The property market in general has held fairly strong but with the double whammy of the referendum and stamp duty increases concerns have grown quickly about the possibility of a significant slowdown. There was a gold rush of purchases just before the stamp duty deadline and this has seen new purchases for buy-to-let decreasing significantly.
Indeed there are those that believe in the event of a ‘Brexit’ that the property market would be hit hard as foreign investment dries up, and many look to sell up amongst the uncertainty, creating a market with plenty of supply but little demand. These are all legitimate concerns but of course, we don’t actually know what the outcome would be with no precedent set before this event.
With all these concerns in mind it’s time for investors to look towards student accommodation investment which, it is being argued this week, is set to be much more resilient to these market forces than most other BTL opportunities.
Brexit would tighten visa requirements and hike fees for EU students - but any fall in occupancy would be offset by demand from outside the EU, where students are clamouring for spots in UK universities and are willing to pay more for the privilege, the research shows.
“The student accommodation market will potentially prove more resilient to Brexit than commercial property, where there is considerably more uncertainty around occupier decisions,” it says. “If the rental market remains stable, the student accommodation investment market is likely to follow suit and prove less volatile.”
There are many reasons for this - one of which is the oversubscribed university system.
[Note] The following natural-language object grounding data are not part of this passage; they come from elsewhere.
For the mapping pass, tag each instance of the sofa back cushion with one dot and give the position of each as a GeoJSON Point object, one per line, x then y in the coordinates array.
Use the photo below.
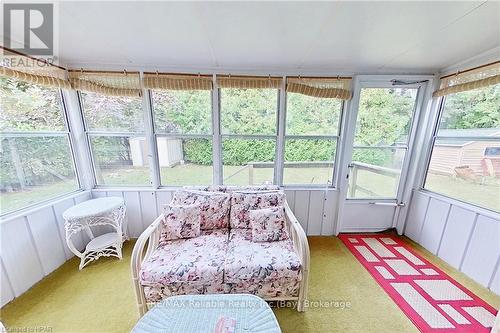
{"type": "Point", "coordinates": [180, 221]}
{"type": "Point", "coordinates": [214, 210]}
{"type": "Point", "coordinates": [244, 201]}
{"type": "Point", "coordinates": [268, 224]}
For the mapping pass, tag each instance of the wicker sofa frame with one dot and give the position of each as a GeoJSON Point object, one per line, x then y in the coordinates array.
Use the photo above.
{"type": "Point", "coordinates": [148, 242]}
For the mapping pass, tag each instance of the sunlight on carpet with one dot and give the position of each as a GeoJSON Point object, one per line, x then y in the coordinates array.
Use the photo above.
{"type": "Point", "coordinates": [343, 297]}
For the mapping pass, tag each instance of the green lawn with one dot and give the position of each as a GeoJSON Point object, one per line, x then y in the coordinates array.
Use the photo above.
{"type": "Point", "coordinates": [485, 195]}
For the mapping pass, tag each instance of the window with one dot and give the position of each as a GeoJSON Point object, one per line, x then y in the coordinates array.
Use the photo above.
{"type": "Point", "coordinates": [249, 130]}
{"type": "Point", "coordinates": [35, 153]}
{"type": "Point", "coordinates": [183, 128]}
{"type": "Point", "coordinates": [115, 128]}
{"type": "Point", "coordinates": [465, 161]}
{"type": "Point", "coordinates": [312, 126]}
{"type": "Point", "coordinates": [380, 148]}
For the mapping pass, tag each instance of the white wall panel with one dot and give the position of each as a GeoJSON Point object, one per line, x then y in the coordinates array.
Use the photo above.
{"type": "Point", "coordinates": [19, 255]}
{"type": "Point", "coordinates": [301, 208]}
{"type": "Point", "coordinates": [456, 235]}
{"type": "Point", "coordinates": [162, 198]}
{"type": "Point", "coordinates": [483, 251]}
{"type": "Point", "coordinates": [33, 245]}
{"type": "Point", "coordinates": [329, 213]}
{"type": "Point", "coordinates": [434, 223]}
{"type": "Point", "coordinates": [290, 198]}
{"type": "Point", "coordinates": [6, 294]}
{"type": "Point", "coordinates": [315, 217]}
{"type": "Point", "coordinates": [48, 243]}
{"type": "Point", "coordinates": [416, 216]}
{"type": "Point", "coordinates": [467, 238]}
{"type": "Point", "coordinates": [495, 281]}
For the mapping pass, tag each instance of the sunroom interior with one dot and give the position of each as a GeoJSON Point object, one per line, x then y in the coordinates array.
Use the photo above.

In 2015, there were 7.3 applications from overseas (EU and non-EU) students for each EU student accepted, and 7.9 for each place accepted by a non-EU student - which CBRE says shows that “cost is clearly not the only consideration”.
Lower-ranked universities could be the hardest hit, as in-demand institutions will be more able to backfill places that would have gone to EU nationals.
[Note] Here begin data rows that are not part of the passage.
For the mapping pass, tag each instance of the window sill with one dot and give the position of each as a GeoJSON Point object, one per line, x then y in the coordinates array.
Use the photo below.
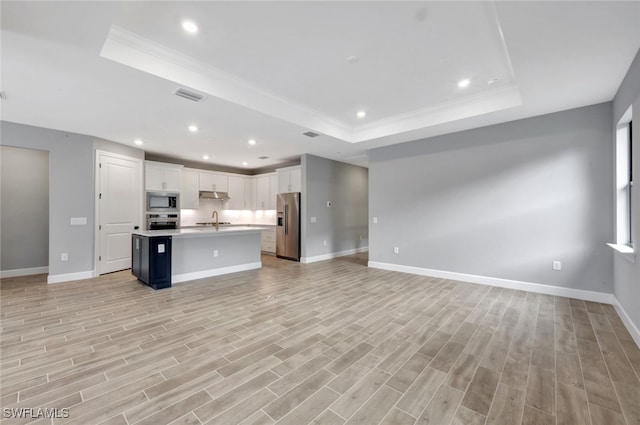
{"type": "Point", "coordinates": [625, 251]}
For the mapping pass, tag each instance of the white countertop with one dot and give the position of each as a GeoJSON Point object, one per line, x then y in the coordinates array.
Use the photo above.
{"type": "Point", "coordinates": [201, 231]}
{"type": "Point", "coordinates": [198, 226]}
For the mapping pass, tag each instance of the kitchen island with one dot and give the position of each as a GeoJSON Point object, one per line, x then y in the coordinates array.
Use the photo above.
{"type": "Point", "coordinates": [189, 254]}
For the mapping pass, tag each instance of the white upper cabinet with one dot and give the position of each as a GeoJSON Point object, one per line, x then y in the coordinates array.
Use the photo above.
{"type": "Point", "coordinates": [289, 179]}
{"type": "Point", "coordinates": [160, 176]}
{"type": "Point", "coordinates": [273, 191]}
{"type": "Point", "coordinates": [266, 190]}
{"type": "Point", "coordinates": [189, 192]}
{"type": "Point", "coordinates": [236, 193]}
{"type": "Point", "coordinates": [250, 193]}
{"type": "Point", "coordinates": [214, 182]}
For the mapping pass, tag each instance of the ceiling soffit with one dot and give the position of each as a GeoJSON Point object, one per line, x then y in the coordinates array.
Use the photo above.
{"type": "Point", "coordinates": [485, 58]}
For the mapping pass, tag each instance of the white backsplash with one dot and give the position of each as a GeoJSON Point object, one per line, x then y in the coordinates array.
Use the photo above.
{"type": "Point", "coordinates": [207, 206]}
So while the detailed impact of Brexit is difficult to predict, the industry is in agreement that the sector will survive leaving the EU.
It is a sentiment summed up well by Walter Boettcher, chief economist at Colliers International Student accommodation is a “long-term investment” and will remain an “indispensable part of Britain’s basic educational infrastructure”, whatever happens, he says.
“While investors may take a breath and wait to see the EU referendum outcome, over the longer term, student accommodation will prove resilient.”
This confirms and compounds good news for student property landlords as yields and demand have stayed generally high. The referendum has inspired doom and gloom warnings aplenty but the message seems clear; student property is a long term investment and with students all over the world providing ever-increasing demand for places and accommodation. This should provide reassurance for those already in the market and may spur landlords in other buy-to-let sectors to try it out for themselves.